The Scottish Spring Equinox
This is when the sun heads north over the celestial equator
to bring a new season of life and light
following the long winter months.
There have been many traditions and superstitions
linked to Spring in Scotland with many omens of the season said to predict the health of families, crops and livestock
for the year ahead.
In the Celtic mythology, the spring equinox - or Alban Eiler - was the day that night and day stood equal and the rare balance was seen as a powerful time for magic and nature.
In the Western Isles, a large dish of porridge made with butter and other good ingredients was tipped into the sea in the belief it would draw valuable seaweed ashore.
The Big Porridge Day was held in late Spring or on the Thursday before Easter.
Then, it was known as Shore Thursday or Maundy Thursday.
The ritual would be at its most effective if carried out on a stormy night.
The porridge was poured into the sea on every headland
where wrack used to come.
Next day the harbours were full,
The meaning of the ceremony seems to have been
that by sending the fruit of the land into the sea,
the fruit of the sea would come to land.
A wisp of straw - or sop seile in Gaelic -
was used to deposit drops of water
that had come into contact with silver or gold,
such as a wedding ring, around the house.
The ritual was thought to protect the house
and its occupants from the evil eye.
In Spring, horses, harnesses and ploughs
received a similar treatment before being sent out to the field.
Superstitions were particularly acute
in the Highlands and Islands during Spring,
with omens said to readily determine the luck and fortune
- or misery and suffering - for the year ahead.

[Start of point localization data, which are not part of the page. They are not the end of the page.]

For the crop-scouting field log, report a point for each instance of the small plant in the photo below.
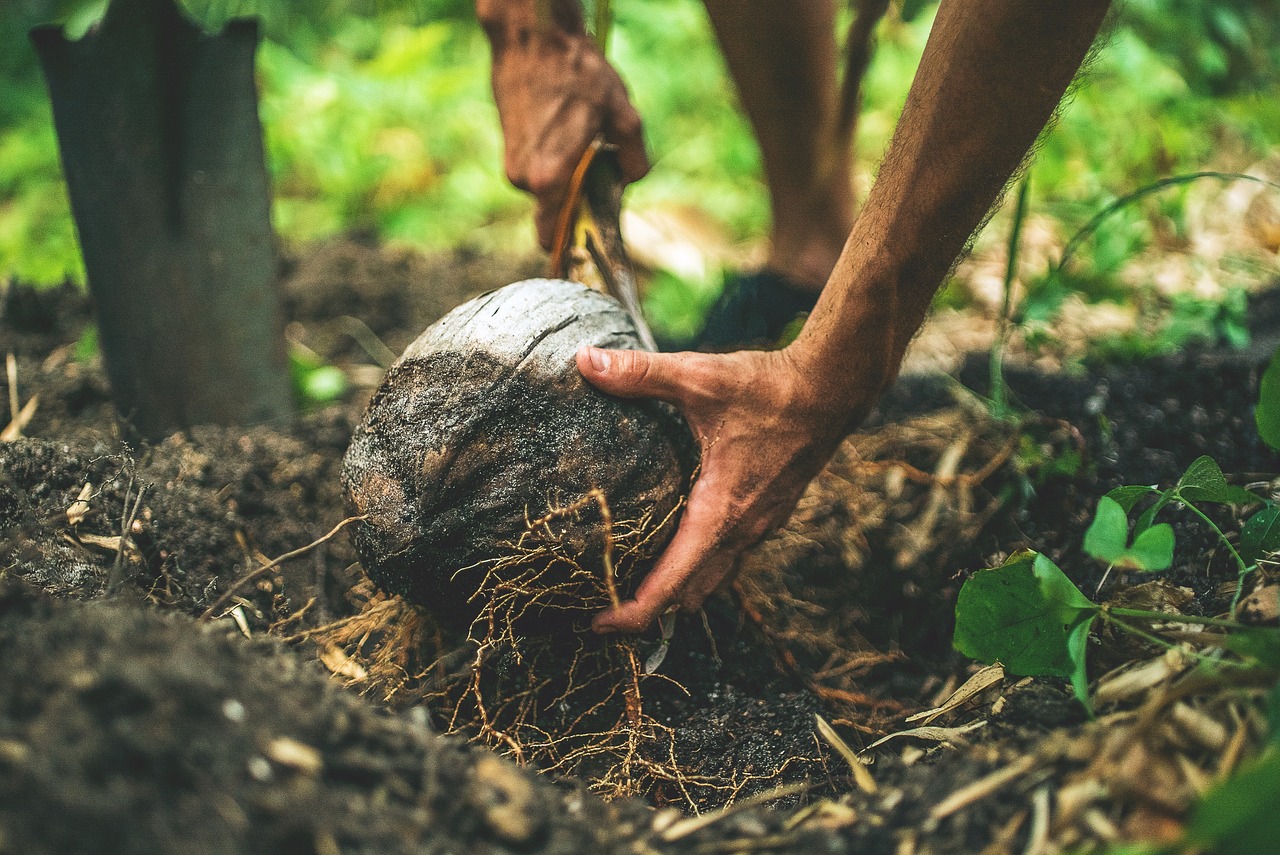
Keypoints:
(1032, 618)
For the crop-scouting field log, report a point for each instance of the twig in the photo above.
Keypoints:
(272, 565)
(983, 787)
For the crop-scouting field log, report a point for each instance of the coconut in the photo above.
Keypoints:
(489, 471)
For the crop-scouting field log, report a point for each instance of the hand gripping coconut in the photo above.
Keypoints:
(494, 483)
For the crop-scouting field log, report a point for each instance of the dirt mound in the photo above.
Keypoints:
(142, 721)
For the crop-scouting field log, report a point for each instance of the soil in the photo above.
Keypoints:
(133, 722)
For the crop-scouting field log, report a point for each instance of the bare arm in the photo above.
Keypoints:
(992, 74)
(554, 94)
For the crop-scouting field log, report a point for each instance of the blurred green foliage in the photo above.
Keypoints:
(379, 118)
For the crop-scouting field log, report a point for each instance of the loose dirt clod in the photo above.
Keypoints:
(481, 453)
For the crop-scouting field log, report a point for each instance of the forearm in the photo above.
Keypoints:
(513, 21)
(992, 74)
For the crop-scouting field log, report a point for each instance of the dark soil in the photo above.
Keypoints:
(128, 726)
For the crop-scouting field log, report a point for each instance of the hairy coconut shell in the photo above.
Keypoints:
(485, 424)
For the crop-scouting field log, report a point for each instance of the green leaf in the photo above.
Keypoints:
(912, 9)
(1151, 551)
(1107, 535)
(1148, 516)
(1239, 815)
(1203, 481)
(1261, 534)
(324, 384)
(1127, 497)
(1274, 714)
(1267, 415)
(1257, 643)
(1028, 616)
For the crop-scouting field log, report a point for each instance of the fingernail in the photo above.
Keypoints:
(599, 359)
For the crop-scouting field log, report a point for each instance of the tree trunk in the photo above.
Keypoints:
(163, 152)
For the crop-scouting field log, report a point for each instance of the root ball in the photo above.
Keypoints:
(479, 456)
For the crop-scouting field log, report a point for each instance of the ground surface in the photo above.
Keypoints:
(127, 725)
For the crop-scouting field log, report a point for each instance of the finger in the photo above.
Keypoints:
(625, 129)
(691, 567)
(634, 374)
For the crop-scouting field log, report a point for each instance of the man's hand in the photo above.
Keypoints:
(556, 94)
(764, 428)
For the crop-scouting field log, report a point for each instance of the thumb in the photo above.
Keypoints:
(631, 374)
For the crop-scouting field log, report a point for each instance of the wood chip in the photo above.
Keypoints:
(14, 429)
(862, 776)
(932, 734)
(686, 827)
(295, 755)
(973, 686)
(983, 787)
(78, 510)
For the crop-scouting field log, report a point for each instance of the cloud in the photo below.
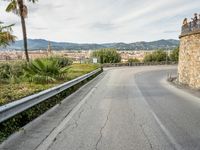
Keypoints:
(103, 26)
(103, 20)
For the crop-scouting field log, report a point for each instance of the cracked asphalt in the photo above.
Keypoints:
(127, 108)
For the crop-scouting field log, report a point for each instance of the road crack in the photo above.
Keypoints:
(148, 140)
(101, 131)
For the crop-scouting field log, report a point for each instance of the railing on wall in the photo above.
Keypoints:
(190, 27)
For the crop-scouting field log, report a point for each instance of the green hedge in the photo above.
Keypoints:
(14, 124)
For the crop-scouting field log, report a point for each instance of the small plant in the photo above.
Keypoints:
(46, 70)
(133, 60)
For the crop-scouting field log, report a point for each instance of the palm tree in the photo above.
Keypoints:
(6, 34)
(19, 8)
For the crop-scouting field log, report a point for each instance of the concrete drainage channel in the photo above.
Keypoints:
(16, 114)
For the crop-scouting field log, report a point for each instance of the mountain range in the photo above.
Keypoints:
(40, 44)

It was considered unlucky to hear the first call of a cuckoo before eating breakfast.
Some were said to sleep with a piece of bread
under their pillow to avoid the predicament.
Such was the serious belief in Christ’s crucifixion,
it was held that “on no account whatsoever”
should iron be put in the ground on this day.
Some refused to put iron in the ground
on any Friday whatsoever.
No ploughing was done,
and if a burial was to take place on Good Friday,
the digging would be done the day before with the earth settled over a coffin on Good Friday
using only a wooden shovel.
A bride’s bed Some regarded the first day of Spring
as St Bride’s Day, which fell on February 1.
There are some accounts of a sheaf of oats
being dressed in woman’s clothes to mark the new season.
Others have recalled a bed of birch twigs
made by the servants of the house for their mistress.
Once prepared, the women would shout
“bride, bride, come in your bed is ready.”
On Tiree, cock-fighting was practised on St Bride’s Day
and gifts given to the schoolmaster.
In the evening, a ball was usually held.
Hunt the Gowk
The old name for April Fool’s Day,
tricks would be played and lies told on April 1
but the foolery had to finish by noon -
or the joke would fall on the tricketer.
Hunting the gowk was originally played
to send someone on a foolish errand.
Preen-tail Day or Tailie Day
More joking would follow when paper tails
were attached to the backs of unsuspecting people.
More recently, Glen Saturday fell
on the third Saturday of April in Kilmarnock
with notices pinned in shop windows to invite children
to pick daffodils at Craufurdland Castle.
Young people would gather in droves to gather “glens”
- or daffodils - which grew in large clusters on the lawn
at the back of the mansion.
Youngsters were most welcome on the property
and would leave with armfuls of the flowers,
some which were then sold on by the children
for pocket money.
Vore Tullye - the Spring Struggle
According to Orkney legend, the Vore Tullye
was a fierce battle between the Sea Mither -
the life giving summer sea - and Teran, the spirit of winter with the two clashing as one season gave way to the next.
The encounter is said to have lasted for weeks
and manifested itself in devastating storms
that churned the sea into a boiling froth,
The Sea Mither would always win the battle,
with Teran banished to the sea bed
until the Autumnal Equinox,
where he would rise and win supremacy once again.
There was a festival for "Eastre",
a Saxon goddess of fertility,
in pre-Christian times which was integrated
into the Christian calendar.
The date is moveable, because the calculation
is based on phases of the moon.
In Scotland, to this day, "hot cross buns" are baked,
containing spices and fruit and with a white pastry cross.
On Good Friday, no ploughing was done
and no seed was sown.
The custom of rolling painted,
hard-boiled eggs down a hill took place on Easter Monday.